To identify all CNV regions that were linked to hyperlipidemia and myocardial infarction, multistage analysis was performed for 31 controls and 31 patients. First, all inbound SNP array data were imported after QC checked (Call Rate > 97%, Contrast QC > 0.4, MAPD < 0.3), and copy number profiles were created from allele intensities. The threshold parameter of normalization, quality control and outlier treatment of imported SNP arrays are following the manufacturer’s instruction. Population data from HapMap was used to generate the copy number (CN) baseline. Next, CNV detection was performed. The CN profile was analyzed using the genomic segmentation algorithm of PARTEK Genomic Suite 6.5 (PARTEK Inc., St. Louis, USA). The criteria with detected CNV segments were as follows: (1) neighboring regions with significantly different average intensities, and the significant level we chose is p-value less than 0.001, (2) breakpoints (region boundaries) that yielded the optimal statistical significance (smallest p-value), and (3) detected regions with at least 10 probes. Single nucleotide polymorphisms with a smoothing value below and above 2±0.3 were considered a loss and gain, respectively.

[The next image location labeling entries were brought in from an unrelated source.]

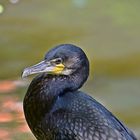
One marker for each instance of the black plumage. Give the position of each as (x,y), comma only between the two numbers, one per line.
(54,107)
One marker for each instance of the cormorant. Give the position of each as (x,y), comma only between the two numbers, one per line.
(54,107)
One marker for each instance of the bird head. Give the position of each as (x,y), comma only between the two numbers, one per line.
(64,59)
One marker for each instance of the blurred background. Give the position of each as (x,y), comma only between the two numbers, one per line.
(108,31)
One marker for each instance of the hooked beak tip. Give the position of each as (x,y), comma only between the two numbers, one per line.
(25,73)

Next, we group all CNV regions in each sample which located in the same chromosome and have same start and stop position, and we get four values and a 2x2 contingency table for each CNV region: (a) patients with CNV, (b) controls with CNV, (c) patients without CNV, and (d) controls without CNV. Considering the small sample size, two-tailed Fisher’s exact test was performed to obtain a p-value for each CNV region, and the threshold of p-value we chose is 0.001.

Common CNV regions were excluded from these significant CNV regions using the Database of Genomic Variants (DGV) to specify the CNV regions in patients [25, 26], NCBI RefSeq [27] and Geneious 5.4 [28] were used to annotate the location and coding region of each significant CNV region in the genome.

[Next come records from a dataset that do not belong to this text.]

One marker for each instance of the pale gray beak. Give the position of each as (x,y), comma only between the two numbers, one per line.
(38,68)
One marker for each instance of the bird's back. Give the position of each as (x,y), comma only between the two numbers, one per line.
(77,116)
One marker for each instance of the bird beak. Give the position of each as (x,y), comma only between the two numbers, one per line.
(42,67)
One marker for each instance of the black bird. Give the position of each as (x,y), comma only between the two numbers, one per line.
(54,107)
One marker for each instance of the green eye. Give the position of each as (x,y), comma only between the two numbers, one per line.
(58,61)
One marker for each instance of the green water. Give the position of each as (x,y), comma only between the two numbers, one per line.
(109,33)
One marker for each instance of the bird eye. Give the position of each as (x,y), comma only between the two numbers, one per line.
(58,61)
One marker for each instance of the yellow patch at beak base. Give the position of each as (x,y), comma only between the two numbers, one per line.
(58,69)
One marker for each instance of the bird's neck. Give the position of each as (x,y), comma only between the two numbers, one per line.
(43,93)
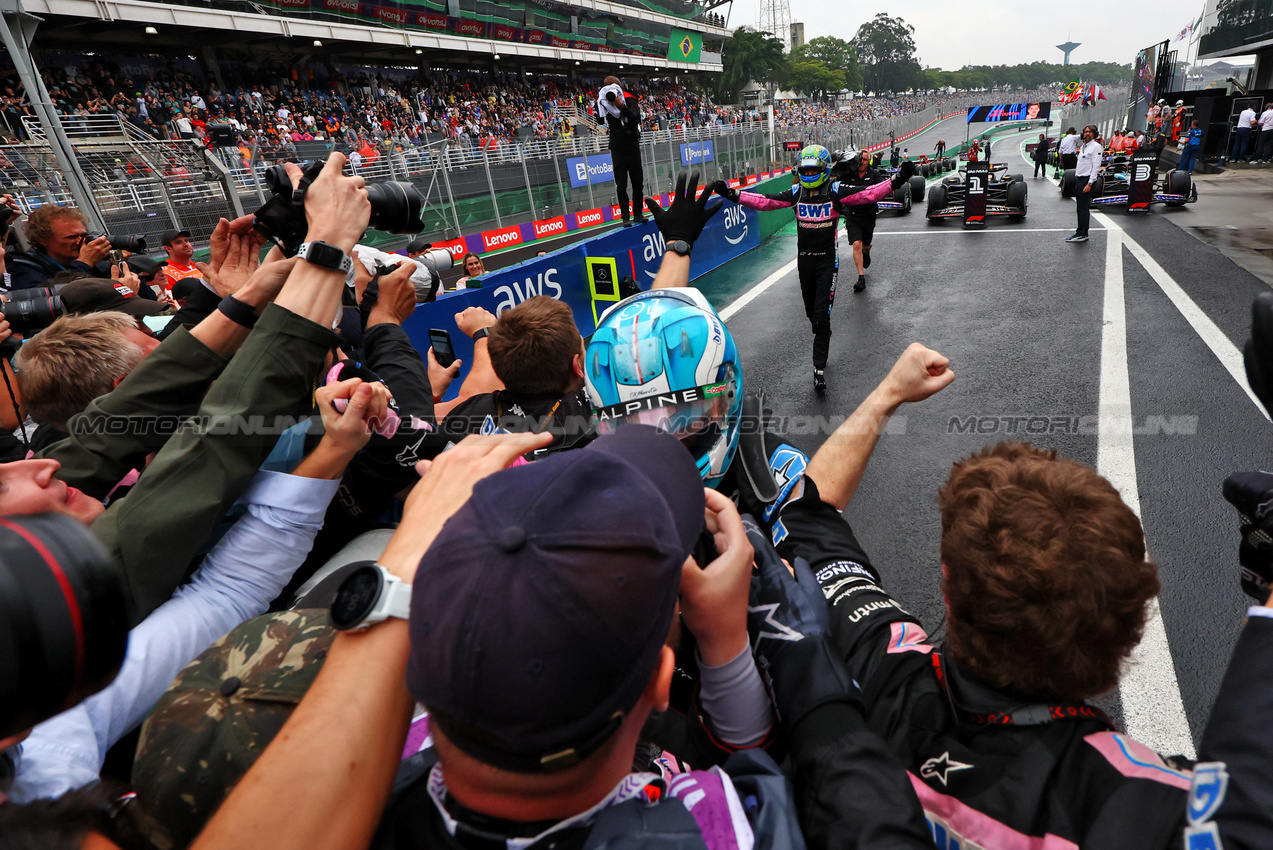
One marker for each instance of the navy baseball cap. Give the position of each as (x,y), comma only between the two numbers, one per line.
(544,603)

Verification CNV region by real-time PCR

Quantitative real-time polymerase chain reaction (PCR) were performed using the TaqMan Copy Number Assay (Life Technologies Co., California, USA) to verify the CNV region on 10q11.21 (ch10: 43623658), the most significant result that we obtained (P<1×10-5). Nineteen patients and nine healthy controls were assayed for this CNV region by using the pre-designed probe Hs00975020_cn from the manufacturer. PCR was performed in quadruplicate; each 10-µl reaction comprised 10 ng gDNA and 1 TaqMan probe/primer mix in 1 TaqMan Universal Master Mix, amplified on an Applied Biosystems 7900HT SDS. The cycling conditions were 50°C for 2 min, 95°C for 10 min, and 40 cycles of 92°C for 15 sec, 60°C for 1 min. Real-time data were collected by the ABI SDS 2.3 software. ABI CopyCaller 1.0 software was used for real-time PCR data analysis.